Well, after the bad Press the old fungus had been getting of late, you might have thought that a rave notice like this would have been
right
up my street. I mean, while one lives for one’s Art, so to speak, and cares little for the public’s praise or blame and all that sort of thing, one can always do with something to paste into one’s scrapbook, can one not? But it left me cold, particularly in the vicinity of the feet. I found my eye swivelling round to Stilton, to see how he was taking it, and was concerned to note that he was taking it extremely big.

Pique. That’s the word I was trying to think of. He was looking definitely piqued, like a diner in a restaurant who has bitten into a bad oyster, and I wasn’t sure I altogether blamed him, for his loved one had not only patted my cheek with an affectionate hand but was drinking me in with such wide-eyed admiration that any fiancé, witnessing the spectacle, might well have been excused for growing a bit hot under the collar. And Stilton, of course, as I have already indicated, is a chap who could give Othello a couple of bisques and be dormy one at the eighteenth.

It seemed to me that unless prompt steps were taken through the proper channels, raw passions might be unchained, so I hastened to change the subject.

‘Tell me all about your uncle, Stilton,’ I said. ‘Fond of soup, is he? Quite a boy for the bouillon, yes?’

He merely gave a grunt like a pig dissatisfied with its ration for the day, so I changed the subject again.

‘How is
Spindrift
going?’ I asked Florence. ‘Still selling pretty copiously?’
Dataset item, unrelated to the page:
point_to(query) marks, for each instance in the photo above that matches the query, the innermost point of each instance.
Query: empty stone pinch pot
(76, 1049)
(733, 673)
I had said the right thing. She beamed.

‘Yes, it’s doing splendidly. It has just gone into another edition.’

‘That’s good.’

‘You knew it had been made into a play?’

‘Eh? Oh, yes. Yes, I heard about that.’

‘Do you know Percy Gorringe?’

I winced a trifle. Proposing, as I did, to expunge the joy from Percy’s life by giving him the uncompromising miss-in-baulk before tomorrow’s sun had set, I would have preferred to keep him out of the conversation. I said the name seemed somehow familiar, as if I had heard it somewhere in some connection.

‘He did the dramatization. He has made a splendid job of it.’